In announcing the award, ATAS noted that Green “guided the cable industry through the transition from its analog roots to the broadband architectures of today, stressing interoperability and standardization across a broad range of operators and suppliers.”
Netflix won an Engineering Emmy Award for streaming of movies and TV programs. The company has more than 27 million subscribers, who access more than 1 billion hours of video per month on the streaming service, available via 800 different consumer-electronic devices.
“Netflix streaming of movies and television shows has been an engine driving digital distribution of television; it is a fundamental spur driving TV Everywhere efforts by MVPDs [multichannel video programming distributors] in response to their game-changing engineering achievement,” ATAS said.
In addition, ATAS awarded the Engineering Plaque -- a “positive recognition of engineering achievements on a different level of technology and industry importance than the Emmy statuette,” according to the organization -- to Adobe Systems for the Adobe Pass viewer-authentication process.
Adobe Pass has been integrated with more than 150 pay TV operators in the U.S., representing more than 97% of all subscription-TV households in the country. On the programmer side, more than 40 live sites and apps from media companies including Viacom, NBCUniversal, Fox, Disney, ESPN, Turner Broadcasting System and Scripps Networks use Adobe Pass for viewer authentication.

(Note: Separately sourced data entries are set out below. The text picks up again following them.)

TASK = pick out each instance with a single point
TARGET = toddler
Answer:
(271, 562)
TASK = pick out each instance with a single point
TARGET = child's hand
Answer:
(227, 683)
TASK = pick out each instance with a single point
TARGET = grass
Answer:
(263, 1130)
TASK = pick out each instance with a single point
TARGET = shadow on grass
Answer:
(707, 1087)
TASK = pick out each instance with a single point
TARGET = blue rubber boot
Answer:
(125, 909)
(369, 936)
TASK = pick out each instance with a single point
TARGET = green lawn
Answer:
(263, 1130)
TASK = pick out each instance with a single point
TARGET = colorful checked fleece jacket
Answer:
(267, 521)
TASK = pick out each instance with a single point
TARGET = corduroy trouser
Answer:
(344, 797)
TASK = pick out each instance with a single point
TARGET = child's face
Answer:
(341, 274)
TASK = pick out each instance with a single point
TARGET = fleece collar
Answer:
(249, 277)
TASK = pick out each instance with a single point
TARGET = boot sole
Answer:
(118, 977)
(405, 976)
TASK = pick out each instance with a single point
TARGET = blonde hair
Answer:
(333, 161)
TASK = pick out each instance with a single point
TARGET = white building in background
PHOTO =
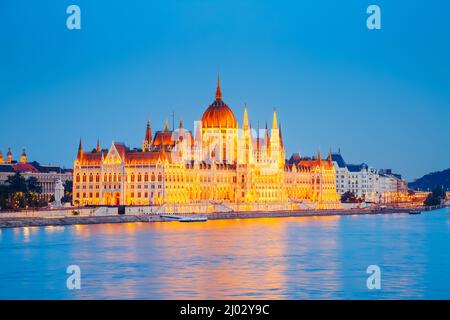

Eastman Kodak is this year’s recipient of the Philo. T. Farnsworth Award for its "long history of contributions to the television industry, among which are innovation and leadership in image capture, processing and manipulation," ATAS said.
Other Engineering Emmy recipients include Colorfront for its on-set dailies; FilmLight for look/color management; the Academy of Motion Picture Arts and Sciences Academy Color Encoding System (ACES); the American Society of Cinematographers Color Decision List (ASC CDL); Dolby Laboratories for the PRM-4200 Professional Reference Monitor; Sony Electronics for the BVM E250 OLED Reference Monitor; and Toon Boom Animation for the Storyboard Pro application.
The 64th Primetime Emmy Engineering Awards were overseen by co-chairs Chris Cookson, president of Sony Pictures Technologies; Geoff Katz, vice president of business development and marketing at Watchwith; and Wendy Aylsworth, senior vice president of technology for Warner Bros.
The recipients will receive their awards during a ceremony Wednesday, Oct. 24, at the Loews Hollywood Hotel in Hollywood. The Engineering Awards will be hosted by actress Olivia Munn, who portrays financial news reporter Sloan Sabbith on HBO’s The Newsroom.